Perfektes Wetter und hammer Straßen, so könnte man die heutige Etappe am besten beschreiben.
Bereits früh auf der Etappe kam der Radweg, der mich heute den Tag über begleitete zum Vorschein.
Entweder ist es hier ein Teil des Camino oder schon der Eurovelo-Radweg den ich bereits auf früheren Touren befahren bin.
Sei’s drum, es war einfach herrlich auf ihm dahin zu gleiten.

Ein Blick zurück offenbarte wie weit ich bereits gekommen war und wo ich mich noch vor ein paar Tagen befunden habe.

Der Weg verlief heute eigentlich die ganze Zeit direkt am Wasser und in den unzähligen kleinen Buchten konnte man das kristallklare Wasser sehen in dass ich mich am liebsten sofort hineingelegt hätte, denn heute war einer der heißesten Tage bisher.

Aber zurück zum Weg, denn der war echt der Hammer.

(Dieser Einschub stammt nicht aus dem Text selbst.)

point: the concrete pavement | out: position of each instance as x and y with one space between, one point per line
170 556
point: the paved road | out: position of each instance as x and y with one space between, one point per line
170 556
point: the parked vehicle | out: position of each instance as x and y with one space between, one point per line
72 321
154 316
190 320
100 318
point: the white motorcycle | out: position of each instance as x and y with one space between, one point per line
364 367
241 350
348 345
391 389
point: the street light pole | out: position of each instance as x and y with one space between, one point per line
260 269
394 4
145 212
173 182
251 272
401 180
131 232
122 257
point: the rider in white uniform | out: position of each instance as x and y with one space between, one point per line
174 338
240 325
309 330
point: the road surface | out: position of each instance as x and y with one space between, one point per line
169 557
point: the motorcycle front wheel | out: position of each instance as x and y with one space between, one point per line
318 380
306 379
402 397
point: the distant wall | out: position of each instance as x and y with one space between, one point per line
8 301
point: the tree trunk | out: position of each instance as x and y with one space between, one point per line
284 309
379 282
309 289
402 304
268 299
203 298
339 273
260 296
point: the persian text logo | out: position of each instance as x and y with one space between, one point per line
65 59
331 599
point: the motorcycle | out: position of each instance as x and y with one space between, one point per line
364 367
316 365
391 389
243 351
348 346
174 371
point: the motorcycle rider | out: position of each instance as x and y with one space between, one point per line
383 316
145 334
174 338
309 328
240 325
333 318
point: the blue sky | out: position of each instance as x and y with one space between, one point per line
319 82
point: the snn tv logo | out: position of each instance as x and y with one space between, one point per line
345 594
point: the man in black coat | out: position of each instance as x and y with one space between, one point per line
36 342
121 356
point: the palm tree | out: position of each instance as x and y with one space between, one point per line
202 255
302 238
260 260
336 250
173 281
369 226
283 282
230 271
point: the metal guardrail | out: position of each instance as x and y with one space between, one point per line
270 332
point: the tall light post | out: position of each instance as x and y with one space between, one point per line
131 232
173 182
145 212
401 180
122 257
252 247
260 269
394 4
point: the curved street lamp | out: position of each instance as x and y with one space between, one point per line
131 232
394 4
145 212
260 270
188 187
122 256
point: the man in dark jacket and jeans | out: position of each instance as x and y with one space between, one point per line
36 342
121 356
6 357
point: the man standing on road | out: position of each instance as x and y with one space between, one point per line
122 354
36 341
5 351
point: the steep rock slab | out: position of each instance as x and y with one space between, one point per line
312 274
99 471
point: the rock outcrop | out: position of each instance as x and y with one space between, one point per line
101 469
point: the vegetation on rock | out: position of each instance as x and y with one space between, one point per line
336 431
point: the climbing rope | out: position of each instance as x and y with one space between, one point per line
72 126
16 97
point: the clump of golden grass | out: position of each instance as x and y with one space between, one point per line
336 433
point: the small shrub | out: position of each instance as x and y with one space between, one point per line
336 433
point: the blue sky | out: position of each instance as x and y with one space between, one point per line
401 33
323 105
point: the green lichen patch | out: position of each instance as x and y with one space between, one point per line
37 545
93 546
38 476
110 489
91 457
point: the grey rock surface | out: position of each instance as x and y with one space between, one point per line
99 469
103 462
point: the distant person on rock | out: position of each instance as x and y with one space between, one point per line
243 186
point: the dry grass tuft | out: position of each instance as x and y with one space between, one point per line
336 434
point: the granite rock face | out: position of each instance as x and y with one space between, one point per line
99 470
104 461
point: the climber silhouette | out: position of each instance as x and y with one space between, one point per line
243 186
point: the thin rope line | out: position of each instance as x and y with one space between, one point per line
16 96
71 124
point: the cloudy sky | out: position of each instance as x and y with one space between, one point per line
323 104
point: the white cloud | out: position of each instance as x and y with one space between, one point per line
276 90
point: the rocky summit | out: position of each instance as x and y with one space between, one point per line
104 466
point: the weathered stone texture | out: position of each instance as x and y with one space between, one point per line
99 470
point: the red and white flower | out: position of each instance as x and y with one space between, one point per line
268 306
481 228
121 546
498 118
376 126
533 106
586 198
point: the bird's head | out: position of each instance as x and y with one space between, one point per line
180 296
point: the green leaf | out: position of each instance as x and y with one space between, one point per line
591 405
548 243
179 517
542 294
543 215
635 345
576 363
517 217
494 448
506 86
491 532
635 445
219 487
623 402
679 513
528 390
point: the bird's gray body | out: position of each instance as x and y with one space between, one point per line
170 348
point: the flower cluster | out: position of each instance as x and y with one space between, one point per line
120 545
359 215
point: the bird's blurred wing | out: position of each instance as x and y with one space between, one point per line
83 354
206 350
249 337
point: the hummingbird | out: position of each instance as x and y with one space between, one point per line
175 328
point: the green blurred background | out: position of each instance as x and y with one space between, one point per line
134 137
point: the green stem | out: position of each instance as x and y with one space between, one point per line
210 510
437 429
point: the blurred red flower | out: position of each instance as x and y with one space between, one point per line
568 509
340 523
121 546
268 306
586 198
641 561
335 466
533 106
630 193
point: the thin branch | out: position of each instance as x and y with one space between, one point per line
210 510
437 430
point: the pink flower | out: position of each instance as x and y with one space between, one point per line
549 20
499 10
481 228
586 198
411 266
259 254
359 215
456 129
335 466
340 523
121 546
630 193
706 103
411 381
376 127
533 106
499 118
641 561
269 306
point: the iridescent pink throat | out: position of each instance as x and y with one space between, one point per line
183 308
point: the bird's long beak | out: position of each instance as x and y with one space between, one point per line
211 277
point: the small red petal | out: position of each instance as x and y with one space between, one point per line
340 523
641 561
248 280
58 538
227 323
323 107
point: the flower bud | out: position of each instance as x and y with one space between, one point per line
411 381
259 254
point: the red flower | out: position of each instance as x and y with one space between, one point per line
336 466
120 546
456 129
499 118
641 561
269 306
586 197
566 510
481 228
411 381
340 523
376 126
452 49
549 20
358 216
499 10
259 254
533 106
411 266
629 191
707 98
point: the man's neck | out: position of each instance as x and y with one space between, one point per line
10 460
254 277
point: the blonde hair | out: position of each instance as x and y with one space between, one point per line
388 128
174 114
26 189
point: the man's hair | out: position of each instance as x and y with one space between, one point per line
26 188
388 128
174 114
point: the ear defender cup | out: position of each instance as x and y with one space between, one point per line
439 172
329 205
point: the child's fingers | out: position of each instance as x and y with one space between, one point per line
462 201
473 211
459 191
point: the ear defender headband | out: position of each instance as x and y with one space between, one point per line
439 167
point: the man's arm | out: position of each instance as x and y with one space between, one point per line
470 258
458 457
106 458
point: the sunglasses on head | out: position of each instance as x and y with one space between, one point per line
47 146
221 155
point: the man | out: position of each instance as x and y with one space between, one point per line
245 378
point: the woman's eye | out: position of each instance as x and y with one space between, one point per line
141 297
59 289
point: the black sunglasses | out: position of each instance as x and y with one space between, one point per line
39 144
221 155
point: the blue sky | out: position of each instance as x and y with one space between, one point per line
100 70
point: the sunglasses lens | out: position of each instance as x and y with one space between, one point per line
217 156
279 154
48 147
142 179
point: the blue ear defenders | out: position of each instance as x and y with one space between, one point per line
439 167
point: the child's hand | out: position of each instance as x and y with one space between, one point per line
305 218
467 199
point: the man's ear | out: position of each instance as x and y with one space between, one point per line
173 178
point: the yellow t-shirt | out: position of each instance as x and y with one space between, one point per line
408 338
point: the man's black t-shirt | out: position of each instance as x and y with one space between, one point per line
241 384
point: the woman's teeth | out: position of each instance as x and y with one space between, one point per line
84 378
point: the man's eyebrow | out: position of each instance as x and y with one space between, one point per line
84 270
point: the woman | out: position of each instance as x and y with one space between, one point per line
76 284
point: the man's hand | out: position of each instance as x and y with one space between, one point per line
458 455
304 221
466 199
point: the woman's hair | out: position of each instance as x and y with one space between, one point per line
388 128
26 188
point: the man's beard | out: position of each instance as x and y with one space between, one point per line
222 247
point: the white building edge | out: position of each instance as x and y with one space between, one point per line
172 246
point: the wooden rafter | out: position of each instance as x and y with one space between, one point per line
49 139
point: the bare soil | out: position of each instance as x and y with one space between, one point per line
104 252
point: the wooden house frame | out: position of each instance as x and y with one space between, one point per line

So müssten alle Wege sein, absolut glatt aber ein Glatt mit extrem Gripp wenn ihr versteht was ich meine.
Auf solchen Strecken komme ich mit dem richtigen Gefälle gut und gerne auch mal auf 40 km/h und mehr…

…was heute dazu geführt hat, dass ich wohl irgendwo auf der Strecke Helmut überholt habe weil Madame irgendwo auf dem Weg einen Aussichstspunkt angefahren ist um ein paar Fotos zu schießen.

Leider war der Spaß gefühlt viel zu schnell vorbei und der wunderbare gelbe Radweg endete viel zu früh in einer Schotterpiste.

Es war als ob den Spaniern hier einfach nur der Belag für ein paar hundert Meter ausgegangen wäre, denn kurze Zeit später fing der Radweg einfach wieder an.

Doch erneut sollte es auch diesesmal nur von kurzer Dauer sein…

…und ich fand mich erneut auf einem Wanderweg wieder.

Und dieses Mal zog er sich eine ganze Weile, zunächst vorbei an steinernen Mäuerchen…

…und später dann über die offene Küstenebene mit dem Atlantik zu Rechten und den Bergen zur Linken.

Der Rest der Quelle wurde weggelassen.